Metal jewellery and cosmetic body piercing should be checked for and removed.
Large implants (hips, knees) are safe.
Primary hepatic tumours are increasing in incidence. Transplantation offers the best chance of a cure. Patients unsuitable for surgery are considered for ablation, chemo or radio embolization or chemotherapy with sorafenib. The choice between these agents is dependent upon number of tumours, volume of disease, location of disease and background liver function. For patients with suitable disease, ablation offers the best chance of local control and in patients with tumours <5 cm in size delivers comparable results with hepatic resection but with better preservation of hepatic function.
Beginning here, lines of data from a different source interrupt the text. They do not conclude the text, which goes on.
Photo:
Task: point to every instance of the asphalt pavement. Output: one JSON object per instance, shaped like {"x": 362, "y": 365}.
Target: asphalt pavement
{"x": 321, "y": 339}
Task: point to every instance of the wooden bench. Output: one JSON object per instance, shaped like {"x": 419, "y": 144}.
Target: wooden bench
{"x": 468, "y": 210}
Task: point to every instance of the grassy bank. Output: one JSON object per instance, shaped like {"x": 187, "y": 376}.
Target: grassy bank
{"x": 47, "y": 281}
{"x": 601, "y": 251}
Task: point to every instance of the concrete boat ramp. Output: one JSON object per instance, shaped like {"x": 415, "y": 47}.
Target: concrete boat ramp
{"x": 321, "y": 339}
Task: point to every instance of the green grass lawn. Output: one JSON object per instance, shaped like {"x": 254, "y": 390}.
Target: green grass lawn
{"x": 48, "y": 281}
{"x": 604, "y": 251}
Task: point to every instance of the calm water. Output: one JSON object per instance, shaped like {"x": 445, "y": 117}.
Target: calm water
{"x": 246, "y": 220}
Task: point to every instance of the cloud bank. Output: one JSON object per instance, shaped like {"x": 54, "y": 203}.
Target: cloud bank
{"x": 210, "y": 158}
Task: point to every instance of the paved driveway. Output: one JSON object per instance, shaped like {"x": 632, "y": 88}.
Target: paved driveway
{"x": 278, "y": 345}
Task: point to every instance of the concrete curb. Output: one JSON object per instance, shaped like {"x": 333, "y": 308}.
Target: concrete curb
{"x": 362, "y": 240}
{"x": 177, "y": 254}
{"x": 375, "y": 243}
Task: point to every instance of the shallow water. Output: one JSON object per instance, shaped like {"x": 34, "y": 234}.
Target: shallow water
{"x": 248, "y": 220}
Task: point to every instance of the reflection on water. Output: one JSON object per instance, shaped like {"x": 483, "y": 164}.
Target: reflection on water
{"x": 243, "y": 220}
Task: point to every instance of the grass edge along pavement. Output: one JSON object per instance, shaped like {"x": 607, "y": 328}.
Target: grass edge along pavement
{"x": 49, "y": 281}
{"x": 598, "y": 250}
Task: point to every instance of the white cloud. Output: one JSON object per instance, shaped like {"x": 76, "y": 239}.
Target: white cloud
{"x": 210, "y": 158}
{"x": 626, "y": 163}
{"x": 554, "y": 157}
The optimum treatment remains hepatic resection for secondary liver tumours. Small-volume (<4 cm in diameter) colorectal metastases have been treated with ablation but, as there are likely to be micrometastases, recurrence rates are higher than for hepatocellular carcinoma. Chemoembolization has generally produced disappointing results for colorectal metastases however radioembolization has shown some promising results in patients who have previously had chemotherapy. At present, radioembolization remains a complex treatment and its use is restricted to specialist centres and a small patient cohort.
Embolization with standard particulate agents is used to treat carcinoid tumours to provide symptomatic relief. In hepatoma, particulate agents and coils can be useful in the treatment of acute bleeding but anti-tumoral effects are better with trans-arterial chemoembolization (TACE) and radioembolization.
TACE is a treatment used for irresectable hepatoma. The treatment delivers high doses of chemotherapy directly to the tumour and combines this effect with hypoxia to induce tumour regression. Selection criteria will vary between units but generally TACE is considered for patients with a single tumour >5 cm (tumours below this are usually suitable for resection or ablation) or multifocal disease.
TACE is possible due to the dual blood supply to the liver from the hepatic artery and portal vein. Occlusion of a segmental hepatic artery produces tissue hypoxia but the residual portal vein supply prevents hepatic infarction. Hence, determination of portal vein patency is a key component of pre-intervention assessment. Patients with segmental portal vein occlusion can be treated but the risk of complications increases significantly. Inevitably, there is a loss of hepatic function with TACE and patients with severely impaired hepatic function (e.g. Child's C, bilirubin >50 mmol) are at a high risk of hepatic failure. Finally, there is risk of hepatic abscess post-treatment, which increases markedly if there is a biliary enteric fistula (25%).